Hidden Markov Model
HMM
A Markov chain is useful when we need to compute a probability for a sequence of observable events. In many cases, the events we are interested in are hidden - meaning we don’t observe them directly.
HMM allows us to talk about both observed events and hidden events that we think of as causal factors in our probabilistic model.
A HMM is specified by the following components:
-
A set of N states
Q = q1, q2, …, qN
-
A transition probability matrix A, each aij representing the probability of moving from state i to state j, such that: ∀i. Σj=1n aij = 1
A = a11, a12, …, an1, …, ann
-
An initial probability distribution over states. πi is the probability that the Markov chain will start in state i. Some states may have πj = 0, meaning that they cannot be initial states. Also, Σj=1n πi = 1
π = π1, π2, …, πN
-
A sequence of T observations, each one drawn from a vocabulary V - v1, v2, …, vv
O = o1, o2, …, oT
-
A sequence of observation likelihoods, each expressing the probability of an observation ot being generated from a state i
B = bi(ot)
Hidden Markov Model (HMM) is a statistical Markov model in which the system being modelled is assumed to be a Markov process (chain) – call it X – with unobservable (“hidden”) states. HMM assumes that there is another process Y whose behaviour “depends” on X. The goal is to learn about X by observing Y.

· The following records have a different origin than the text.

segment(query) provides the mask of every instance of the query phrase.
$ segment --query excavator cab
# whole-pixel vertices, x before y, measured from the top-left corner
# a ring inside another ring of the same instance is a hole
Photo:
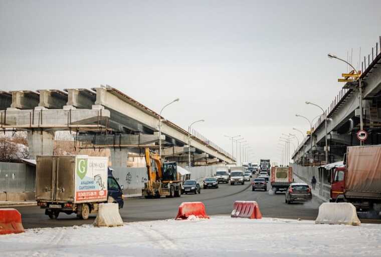
[[[163,164],[163,180],[173,181],[178,180],[177,165],[174,161],[165,162]]]

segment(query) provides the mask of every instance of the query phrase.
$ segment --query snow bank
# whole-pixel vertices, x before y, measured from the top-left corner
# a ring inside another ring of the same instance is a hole
[[[27,229],[0,236],[2,257],[381,256],[381,225],[316,225],[313,221],[212,216]]]
[[[119,213],[117,203],[100,203],[97,217],[94,221],[96,226],[117,226],[123,225],[123,220]]]
[[[349,202],[324,202],[319,206],[316,224],[359,225],[356,207]]]

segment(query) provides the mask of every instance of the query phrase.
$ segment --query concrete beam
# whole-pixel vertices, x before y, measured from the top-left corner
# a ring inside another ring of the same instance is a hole
[[[12,94],[6,91],[0,91],[0,110],[7,110],[12,104]]]
[[[167,147],[163,149],[161,151],[161,155],[164,156],[170,156],[174,155],[179,155],[181,154],[188,154],[188,147],[182,147],[181,146],[172,146],[172,147]],[[196,152],[195,147],[190,147],[190,151],[191,153]]]
[[[0,128],[44,128],[63,130],[81,125],[106,124],[110,118],[107,110],[17,110],[0,111],[3,124]],[[1,123],[1,122],[0,122]]]
[[[29,90],[11,92],[12,93],[11,108],[25,110],[38,106],[40,102],[38,93]]]
[[[152,110],[115,89],[97,88],[95,90],[97,92],[95,104],[101,105],[106,109],[112,109],[123,114],[137,123],[142,124],[153,131],[157,130],[158,116]],[[162,123],[161,132],[163,134],[182,143],[186,144],[187,142],[186,131],[169,121]],[[192,140],[191,146],[202,152],[210,153],[226,162],[234,162],[231,157],[218,152],[210,145],[202,143],[198,140]]]
[[[40,93],[39,106],[48,109],[62,109],[66,104],[68,95],[61,90],[43,89]]]
[[[115,145],[117,147],[121,145],[149,145],[158,142],[158,137],[155,135],[100,135],[95,136],[95,142],[94,142],[94,135],[80,134],[77,139],[84,143],[95,143],[97,145]],[[164,135],[161,135],[161,139],[165,139]]]
[[[68,101],[66,108],[91,109],[96,100],[95,92],[84,88],[67,88]]]

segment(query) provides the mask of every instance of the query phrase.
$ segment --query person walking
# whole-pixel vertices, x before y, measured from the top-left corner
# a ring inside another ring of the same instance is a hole
[[[311,184],[312,185],[312,189],[315,190],[315,186],[316,185],[316,178],[315,176],[312,176],[312,179],[311,180]]]

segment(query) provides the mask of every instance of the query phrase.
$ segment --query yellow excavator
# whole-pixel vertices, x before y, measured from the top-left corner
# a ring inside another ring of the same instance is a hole
[[[179,197],[181,181],[175,162],[161,162],[159,154],[145,148],[145,163],[148,180],[144,183],[142,195],[144,197]]]

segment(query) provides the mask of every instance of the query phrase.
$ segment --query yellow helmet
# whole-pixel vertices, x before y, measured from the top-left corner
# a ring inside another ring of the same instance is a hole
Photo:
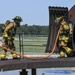
[[[19,20],[21,22],[22,18],[20,16],[15,16],[13,20]]]

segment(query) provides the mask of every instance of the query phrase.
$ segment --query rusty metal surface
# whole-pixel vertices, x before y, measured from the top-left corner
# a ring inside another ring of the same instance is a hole
[[[0,70],[75,67],[75,58],[47,58],[43,60],[0,60]]]

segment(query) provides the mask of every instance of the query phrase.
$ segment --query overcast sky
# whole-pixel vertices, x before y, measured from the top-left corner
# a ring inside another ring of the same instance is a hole
[[[75,0],[0,0],[0,23],[5,23],[19,15],[21,24],[48,25],[49,6],[68,7],[75,4]]]

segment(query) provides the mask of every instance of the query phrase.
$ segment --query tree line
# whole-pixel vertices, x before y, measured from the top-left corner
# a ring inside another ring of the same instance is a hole
[[[0,34],[2,33],[2,27],[4,24],[0,24]],[[48,35],[49,27],[40,25],[28,25],[24,24],[18,28],[17,33],[24,33],[26,35]]]

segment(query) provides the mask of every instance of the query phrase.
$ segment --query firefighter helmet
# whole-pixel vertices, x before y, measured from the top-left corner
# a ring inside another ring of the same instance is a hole
[[[13,20],[19,20],[21,22],[22,18],[20,16],[15,16]]]

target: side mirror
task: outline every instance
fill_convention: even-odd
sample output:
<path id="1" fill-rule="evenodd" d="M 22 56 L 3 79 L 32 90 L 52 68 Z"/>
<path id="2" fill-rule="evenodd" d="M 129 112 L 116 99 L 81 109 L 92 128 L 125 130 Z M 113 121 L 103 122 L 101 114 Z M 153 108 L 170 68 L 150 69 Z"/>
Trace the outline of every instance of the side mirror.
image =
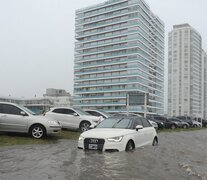
<path id="1" fill-rule="evenodd" d="M 20 114 L 21 114 L 22 116 L 27 116 L 27 114 L 26 114 L 24 111 L 21 111 Z"/>
<path id="2" fill-rule="evenodd" d="M 143 126 L 142 125 L 137 125 L 136 126 L 136 131 L 139 131 L 140 129 L 143 129 Z"/>

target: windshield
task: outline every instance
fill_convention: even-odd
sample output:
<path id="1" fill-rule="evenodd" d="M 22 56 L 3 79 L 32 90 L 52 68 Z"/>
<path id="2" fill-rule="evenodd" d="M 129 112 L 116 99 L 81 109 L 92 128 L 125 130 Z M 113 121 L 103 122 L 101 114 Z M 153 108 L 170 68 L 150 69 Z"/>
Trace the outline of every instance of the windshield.
<path id="1" fill-rule="evenodd" d="M 26 111 L 27 113 L 29 114 L 32 114 L 32 115 L 36 115 L 34 112 L 32 112 L 31 110 L 29 110 L 28 108 L 24 107 L 24 106 L 21 106 L 19 105 L 24 111 Z"/>
<path id="2" fill-rule="evenodd" d="M 82 109 L 79 109 L 79 108 L 73 108 L 76 113 L 78 113 L 79 115 L 86 115 L 86 116 L 91 116 L 89 113 L 83 111 Z"/>
<path id="3" fill-rule="evenodd" d="M 100 111 L 101 113 L 103 113 L 104 115 L 106 115 L 106 116 L 108 116 L 108 117 L 111 116 L 111 114 L 109 114 L 109 113 L 107 113 L 107 112 L 105 112 L 105 111 L 102 111 L 102 110 L 98 110 L 98 111 Z"/>
<path id="4" fill-rule="evenodd" d="M 96 128 L 119 128 L 129 129 L 131 127 L 132 120 L 124 118 L 110 118 L 102 121 Z"/>

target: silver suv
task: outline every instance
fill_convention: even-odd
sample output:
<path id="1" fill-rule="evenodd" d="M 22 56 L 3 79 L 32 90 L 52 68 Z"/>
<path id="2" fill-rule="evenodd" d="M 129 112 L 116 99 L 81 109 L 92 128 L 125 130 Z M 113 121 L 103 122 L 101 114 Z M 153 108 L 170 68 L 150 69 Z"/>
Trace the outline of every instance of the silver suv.
<path id="1" fill-rule="evenodd" d="M 47 134 L 60 132 L 61 125 L 53 119 L 35 116 L 23 106 L 0 102 L 0 131 L 29 133 L 39 139 Z"/>
<path id="2" fill-rule="evenodd" d="M 55 107 L 45 114 L 46 117 L 58 120 L 62 128 L 87 131 L 90 125 L 95 126 L 101 117 L 95 117 L 79 108 Z"/>

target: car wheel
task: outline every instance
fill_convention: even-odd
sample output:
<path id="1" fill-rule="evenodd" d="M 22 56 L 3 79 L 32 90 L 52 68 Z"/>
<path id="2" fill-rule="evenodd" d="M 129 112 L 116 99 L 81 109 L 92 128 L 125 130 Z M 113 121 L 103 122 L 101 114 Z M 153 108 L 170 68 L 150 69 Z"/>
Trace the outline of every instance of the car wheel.
<path id="1" fill-rule="evenodd" d="M 46 135 L 46 130 L 42 125 L 34 125 L 30 129 L 30 134 L 33 138 L 40 139 Z"/>
<path id="2" fill-rule="evenodd" d="M 128 141 L 127 145 L 126 145 L 126 151 L 132 151 L 134 149 L 134 143 L 132 140 Z"/>
<path id="3" fill-rule="evenodd" d="M 186 125 L 186 124 L 184 124 L 184 125 L 183 125 L 183 128 L 184 128 L 184 129 L 186 129 L 186 128 L 187 128 L 187 125 Z"/>
<path id="4" fill-rule="evenodd" d="M 89 130 L 90 125 L 91 125 L 91 123 L 88 122 L 88 121 L 81 122 L 81 124 L 80 124 L 80 131 L 84 132 L 84 131 Z"/>
<path id="5" fill-rule="evenodd" d="M 153 139 L 152 145 L 153 145 L 153 146 L 157 146 L 157 145 L 158 145 L 158 139 L 157 139 L 157 137 L 155 137 L 155 138 Z"/>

A HMM is specified by two functions (which can be probabilistic):
- A transition function, which defines how to go from hidden state n to hidden state n + 1.

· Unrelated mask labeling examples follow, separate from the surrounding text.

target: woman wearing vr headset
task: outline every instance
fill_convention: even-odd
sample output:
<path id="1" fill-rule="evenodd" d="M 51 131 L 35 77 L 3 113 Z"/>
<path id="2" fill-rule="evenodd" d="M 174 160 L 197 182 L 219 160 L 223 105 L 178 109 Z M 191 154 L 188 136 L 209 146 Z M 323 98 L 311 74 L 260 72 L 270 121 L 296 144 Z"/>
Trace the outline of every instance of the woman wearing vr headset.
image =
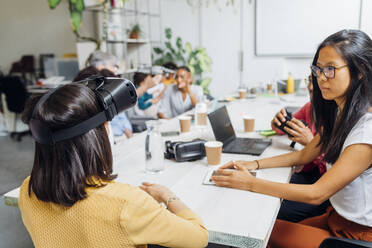
<path id="1" fill-rule="evenodd" d="M 68 84 L 32 99 L 23 114 L 37 142 L 19 208 L 35 247 L 205 247 L 201 219 L 166 187 L 114 181 L 107 122 L 58 138 L 102 113 L 98 98 Z"/>
<path id="2" fill-rule="evenodd" d="M 359 30 L 337 32 L 319 45 L 311 70 L 319 130 L 312 141 L 301 151 L 230 162 L 219 170 L 222 176 L 212 179 L 219 186 L 291 201 L 330 199 L 323 215 L 299 223 L 277 220 L 270 247 L 319 247 L 332 236 L 372 242 L 372 40 Z M 313 184 L 270 182 L 249 173 L 307 164 L 322 153 L 328 170 Z"/>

- An observation function, which defines how to go from hidden state n to observed state n.
These functions can be defined in many different ways - there is no generalisation or “typical” implementation. The parameters of a HMM (which we try to learn when inferring a HMM) parameterise the transition function and observation function.
Inference
There are several inference problems associated with HMMs i.e. problems for which we can use HMMs as an inference tool.

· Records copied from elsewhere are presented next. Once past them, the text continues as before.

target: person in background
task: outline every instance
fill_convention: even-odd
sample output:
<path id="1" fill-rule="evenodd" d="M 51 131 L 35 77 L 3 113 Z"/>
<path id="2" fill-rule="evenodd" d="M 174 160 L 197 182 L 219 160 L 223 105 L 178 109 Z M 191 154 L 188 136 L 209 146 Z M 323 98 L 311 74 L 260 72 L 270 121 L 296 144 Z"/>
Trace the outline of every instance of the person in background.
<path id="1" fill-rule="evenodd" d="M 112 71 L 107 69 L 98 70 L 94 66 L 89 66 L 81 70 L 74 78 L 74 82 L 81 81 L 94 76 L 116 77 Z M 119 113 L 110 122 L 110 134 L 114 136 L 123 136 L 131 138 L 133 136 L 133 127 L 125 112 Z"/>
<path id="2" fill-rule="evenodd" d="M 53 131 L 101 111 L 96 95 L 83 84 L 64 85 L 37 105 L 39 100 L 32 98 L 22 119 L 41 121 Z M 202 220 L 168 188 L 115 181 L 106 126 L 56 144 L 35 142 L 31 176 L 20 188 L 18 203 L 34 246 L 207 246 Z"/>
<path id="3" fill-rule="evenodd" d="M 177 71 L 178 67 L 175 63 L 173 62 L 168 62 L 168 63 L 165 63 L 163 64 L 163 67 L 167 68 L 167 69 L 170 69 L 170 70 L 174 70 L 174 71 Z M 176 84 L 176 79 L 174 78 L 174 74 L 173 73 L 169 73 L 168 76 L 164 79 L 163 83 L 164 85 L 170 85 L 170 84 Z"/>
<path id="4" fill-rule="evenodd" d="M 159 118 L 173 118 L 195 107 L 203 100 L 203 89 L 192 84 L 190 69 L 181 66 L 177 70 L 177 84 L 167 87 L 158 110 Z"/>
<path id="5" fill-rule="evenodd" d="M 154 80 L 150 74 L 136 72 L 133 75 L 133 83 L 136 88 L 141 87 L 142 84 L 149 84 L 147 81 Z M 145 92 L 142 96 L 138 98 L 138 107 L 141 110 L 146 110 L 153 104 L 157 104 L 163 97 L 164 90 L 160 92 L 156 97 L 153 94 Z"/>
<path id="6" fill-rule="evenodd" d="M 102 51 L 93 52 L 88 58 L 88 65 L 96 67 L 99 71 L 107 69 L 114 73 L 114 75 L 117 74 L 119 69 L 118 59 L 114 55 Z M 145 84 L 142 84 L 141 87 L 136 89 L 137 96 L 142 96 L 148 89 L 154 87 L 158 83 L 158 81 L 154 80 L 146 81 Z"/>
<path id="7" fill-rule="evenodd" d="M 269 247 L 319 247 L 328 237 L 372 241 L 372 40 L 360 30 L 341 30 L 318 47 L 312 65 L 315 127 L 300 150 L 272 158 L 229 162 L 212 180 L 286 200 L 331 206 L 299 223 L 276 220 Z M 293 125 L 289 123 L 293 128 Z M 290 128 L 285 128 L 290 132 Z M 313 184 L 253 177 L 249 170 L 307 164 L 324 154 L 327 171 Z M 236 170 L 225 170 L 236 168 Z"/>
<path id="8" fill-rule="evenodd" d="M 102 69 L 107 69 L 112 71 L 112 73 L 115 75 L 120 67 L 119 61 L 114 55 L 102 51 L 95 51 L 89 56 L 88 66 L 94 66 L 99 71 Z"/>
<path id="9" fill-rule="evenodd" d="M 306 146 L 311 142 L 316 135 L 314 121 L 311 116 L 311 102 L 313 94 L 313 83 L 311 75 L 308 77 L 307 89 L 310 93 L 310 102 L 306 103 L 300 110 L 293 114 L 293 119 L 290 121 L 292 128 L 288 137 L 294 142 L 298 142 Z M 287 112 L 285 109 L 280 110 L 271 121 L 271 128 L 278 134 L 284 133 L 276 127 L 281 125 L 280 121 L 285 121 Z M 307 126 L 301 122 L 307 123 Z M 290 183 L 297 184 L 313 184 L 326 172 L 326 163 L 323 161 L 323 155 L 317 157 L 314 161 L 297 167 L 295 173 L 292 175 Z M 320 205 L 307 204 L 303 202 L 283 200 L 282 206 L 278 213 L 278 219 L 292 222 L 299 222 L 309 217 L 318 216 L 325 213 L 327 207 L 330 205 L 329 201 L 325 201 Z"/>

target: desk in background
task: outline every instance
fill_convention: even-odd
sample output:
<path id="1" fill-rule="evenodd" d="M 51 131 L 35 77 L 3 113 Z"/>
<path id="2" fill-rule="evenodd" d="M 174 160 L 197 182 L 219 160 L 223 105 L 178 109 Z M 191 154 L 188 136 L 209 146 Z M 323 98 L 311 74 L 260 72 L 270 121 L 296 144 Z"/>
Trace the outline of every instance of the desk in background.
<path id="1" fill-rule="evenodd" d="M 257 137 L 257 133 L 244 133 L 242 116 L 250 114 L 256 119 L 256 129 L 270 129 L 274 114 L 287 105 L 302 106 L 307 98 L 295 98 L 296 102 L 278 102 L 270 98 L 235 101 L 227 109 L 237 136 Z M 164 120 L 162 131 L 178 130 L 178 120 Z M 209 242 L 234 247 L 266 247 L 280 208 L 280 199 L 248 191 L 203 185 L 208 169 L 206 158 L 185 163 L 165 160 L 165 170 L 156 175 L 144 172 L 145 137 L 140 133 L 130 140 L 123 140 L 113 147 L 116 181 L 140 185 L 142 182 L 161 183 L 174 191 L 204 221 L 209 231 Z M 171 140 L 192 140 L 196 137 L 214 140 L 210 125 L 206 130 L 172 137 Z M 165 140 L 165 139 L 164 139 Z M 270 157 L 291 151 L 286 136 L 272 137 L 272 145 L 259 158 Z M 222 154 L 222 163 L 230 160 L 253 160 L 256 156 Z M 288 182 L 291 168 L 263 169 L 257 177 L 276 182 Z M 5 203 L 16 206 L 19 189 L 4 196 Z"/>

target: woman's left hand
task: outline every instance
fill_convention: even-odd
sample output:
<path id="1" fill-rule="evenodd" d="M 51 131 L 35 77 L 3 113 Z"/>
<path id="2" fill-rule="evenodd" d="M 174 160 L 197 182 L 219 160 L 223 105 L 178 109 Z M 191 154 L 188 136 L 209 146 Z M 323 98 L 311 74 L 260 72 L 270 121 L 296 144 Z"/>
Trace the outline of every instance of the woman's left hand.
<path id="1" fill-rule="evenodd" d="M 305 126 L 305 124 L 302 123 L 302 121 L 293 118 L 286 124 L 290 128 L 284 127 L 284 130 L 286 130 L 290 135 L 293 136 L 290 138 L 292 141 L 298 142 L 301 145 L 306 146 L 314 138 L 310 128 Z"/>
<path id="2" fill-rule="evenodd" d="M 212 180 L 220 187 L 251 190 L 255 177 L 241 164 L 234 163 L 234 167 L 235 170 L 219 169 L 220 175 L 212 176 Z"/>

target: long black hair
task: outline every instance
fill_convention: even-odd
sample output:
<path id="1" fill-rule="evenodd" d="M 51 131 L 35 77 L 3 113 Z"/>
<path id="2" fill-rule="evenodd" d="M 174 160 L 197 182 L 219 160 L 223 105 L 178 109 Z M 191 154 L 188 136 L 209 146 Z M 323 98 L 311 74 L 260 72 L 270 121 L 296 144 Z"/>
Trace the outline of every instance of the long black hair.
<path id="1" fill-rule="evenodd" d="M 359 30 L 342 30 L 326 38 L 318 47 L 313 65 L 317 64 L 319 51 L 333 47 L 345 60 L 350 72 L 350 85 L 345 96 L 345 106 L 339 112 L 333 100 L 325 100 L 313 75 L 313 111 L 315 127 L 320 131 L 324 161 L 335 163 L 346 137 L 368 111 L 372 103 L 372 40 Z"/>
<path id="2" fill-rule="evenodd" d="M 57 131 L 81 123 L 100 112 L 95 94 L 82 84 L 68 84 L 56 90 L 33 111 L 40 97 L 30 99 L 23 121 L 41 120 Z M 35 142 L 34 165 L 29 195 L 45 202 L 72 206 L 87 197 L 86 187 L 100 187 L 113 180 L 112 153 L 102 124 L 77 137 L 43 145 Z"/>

- Given the parameters of the HMM, compute the probability of a particular observed sequence
- Given the parameters of the HMM and a sequence of observations y(1),…,y(t), compute the probability of some particular latent variable(s).
Learning
The parameter learning task of HMMs is, given an observed sequence, find the best set of state transition and emission probabilities. The task is usually to derive the maximum likelihood estimate of the HMM’s parameters given the set of observable sequences. However in certain situations, Bayesian inference methods such as MCMC sampling are proven to be favourable over finding a single likelihood model.